QuPath Visualization/Segmentation
Michael X. Henderson
Abstract
This protocol describes QuPath visualization/segmentation.
Attachments
Steps
QuPath Visualization/Segmentation
Open QuPath . Click “Create Project.”
Upload series of images into new project on QuPath. Don’t worry about what the images are named or how they are ordered yet.
Adjust settings for images prior to import. Our typical settings are shown in the image to the right, although these may change (for example, for fluorescent images).
Image Export for Registration
Click File > Export images > Original pixels > Export format (PNG), Downsample factor (12.0).
Save in QVN folder with appropriate Naming Designation of choice.
Move images to the QVN folder.
Color Deconvolution
This defines what QuPath will see as brown and what it will see as blue. Color settings should be kept constant for a project. Generally, settings should be similar as long as you are using the same chromogen and same microscope. However, we have found that the default settings in QuPath are not ideal so these settings will need to be changed in each project. This can be done with a simple analysis script. Information on Setting Stain Vectors in QuPath is included in the Appendix. Set the color deconvolution by going to the “Image” tab. Draw a rectangle over the desired color from pathology (be as specific as possible).
Click on the “Image” tab.
Draw a rectangle over a pure brown part of the image (9 pixels+).

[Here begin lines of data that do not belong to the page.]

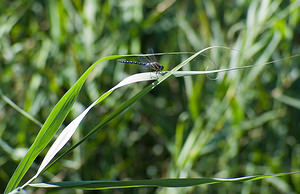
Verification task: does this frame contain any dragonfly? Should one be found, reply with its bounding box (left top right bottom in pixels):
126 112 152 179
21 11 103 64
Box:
119 52 164 72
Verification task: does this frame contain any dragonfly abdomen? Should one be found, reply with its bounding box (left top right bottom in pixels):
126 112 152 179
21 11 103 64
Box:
119 61 148 66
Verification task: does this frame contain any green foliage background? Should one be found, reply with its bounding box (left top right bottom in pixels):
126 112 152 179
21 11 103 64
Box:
0 0 300 193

Click on the “DAB” and it will ask you if you want to “Set stain vector from ROI” and click yes.
If you are doing multiple images, go to the “Workflow” tab and click on “Set color deconvolution stains” under it and click “create script” and run the script it has automatically created you for all images. You NEED to do this before setting your thresholder and running it for consistent results.
Segmentation
Name each annotation with abbreviated name designation found in the final column of the QUINT section log and described in Step 7.

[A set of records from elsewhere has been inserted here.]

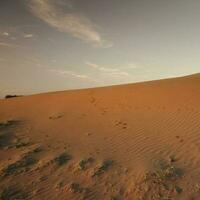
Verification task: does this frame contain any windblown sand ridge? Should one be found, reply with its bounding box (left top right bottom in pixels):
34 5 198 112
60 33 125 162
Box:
0 74 200 200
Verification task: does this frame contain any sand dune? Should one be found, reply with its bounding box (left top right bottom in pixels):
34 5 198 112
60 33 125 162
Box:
0 74 200 200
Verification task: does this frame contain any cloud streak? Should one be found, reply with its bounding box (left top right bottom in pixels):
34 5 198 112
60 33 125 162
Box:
85 62 129 77
50 69 89 79
29 0 112 47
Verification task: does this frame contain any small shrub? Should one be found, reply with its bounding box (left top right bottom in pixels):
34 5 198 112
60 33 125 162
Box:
78 157 94 170
55 153 72 165
70 183 89 193
93 160 113 177
0 187 27 200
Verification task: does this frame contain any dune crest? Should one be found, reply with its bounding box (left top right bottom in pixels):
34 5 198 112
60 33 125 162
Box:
0 74 200 200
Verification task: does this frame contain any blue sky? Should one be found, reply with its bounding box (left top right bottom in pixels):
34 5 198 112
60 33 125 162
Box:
0 0 200 96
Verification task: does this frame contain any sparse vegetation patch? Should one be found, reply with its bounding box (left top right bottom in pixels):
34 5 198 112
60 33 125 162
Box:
55 152 72 166
78 157 94 170
93 160 114 177
0 187 27 200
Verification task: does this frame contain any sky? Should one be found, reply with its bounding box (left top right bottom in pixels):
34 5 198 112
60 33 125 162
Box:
0 0 200 97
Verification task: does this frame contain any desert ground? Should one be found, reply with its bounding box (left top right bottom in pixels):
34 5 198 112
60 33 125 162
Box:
0 74 200 200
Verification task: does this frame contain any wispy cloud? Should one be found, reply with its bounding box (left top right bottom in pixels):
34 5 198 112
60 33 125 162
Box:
50 69 89 79
85 62 119 72
85 62 129 77
29 0 112 47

Right click on the rectangle annotation in the annotation tab and select “Set Properties”.
Write the abbreviated name you would like your input file to be denoted as in the ‘Name’ box and select ‘OK’.
Repeat for all desired annotations.
Load your classifier for this project: Classify > Pixel classification > Load pixel classifier.
Choose the correct classifier and “Any annotations.” Click “Create Objects.”
Create objects: leave settings as they are, and click “OK.”
Click “Annotations” tab. Navigate to Annotations tab on the left side of the program screen and click it. Find the Annotation (Geometry) you just generated. Right click the row and select “Unlock”.
Remove artifactual stain (see Appendix for examples; bubbles, edge effect, vasculature).
To erase, hold down the Alt key while erasing artifacts.
After completing erase of artifact select “Automate” > Show script editor.
Script Editor: enter the script listed below into the box at line “1” and press Crtl + R to run. This will create your segmentation images that will be used in Nutil.
Code to Run:
import qupath.lib.images.servers.LabeledImageServer
def imageData = getCurrentImageData()
// Define output path (relative to project)
def name = GeneralTools.getNameWithoutExtension(imageData.getServer().getMetadata().getName())
def pathOutput = buildFilePath(PROJECT_BASE_DIR, 'export', name)
mkdirs(pathOutput)
// Export at full resolution
double downsample = 1.0
// Create an ImageServer where the pixels are derived from annotations
def labelServer = new LabeledImageServer.Builder(imageData)
.backgroundLabel(0, ColorTools.WHITE) // Specify background label (usually 0 or 255)
.downsample(downsample) // Choose server resolution; this should match the resolution at which tiles are exported
.addLabel('Positive', 1) // Choose output labels (the order matters!)
.multichannelOutput(false) // If true, each label refers to the channel of a multichannel binary image (required for multiclass
probability)
.build()
// Export each region
int i = 0
for (annotation in getAnnotationObjects()) {
name = annotation.getName()
if (annotation.getROI().getRoiName() == "Rectangle") {
def region = RegionRequest.createInstance(
labelServer.getPath(), downsample, annotation.getROI())
i++
def outputPath = buildFilePath(pathOutput, name + '.png')
writeImageRegion(labelServer, region, outputPath)
}}
Find exported images in your folder scheme under QuPath\export . The segmentation image should be a black and white image with objects in black. The images should be the exact same dimensions of the earlier region of interest image you created as a PNG with a downsize factor of 12.
Plate the image and place into “ Input ” folder that will be used in final Nutil step.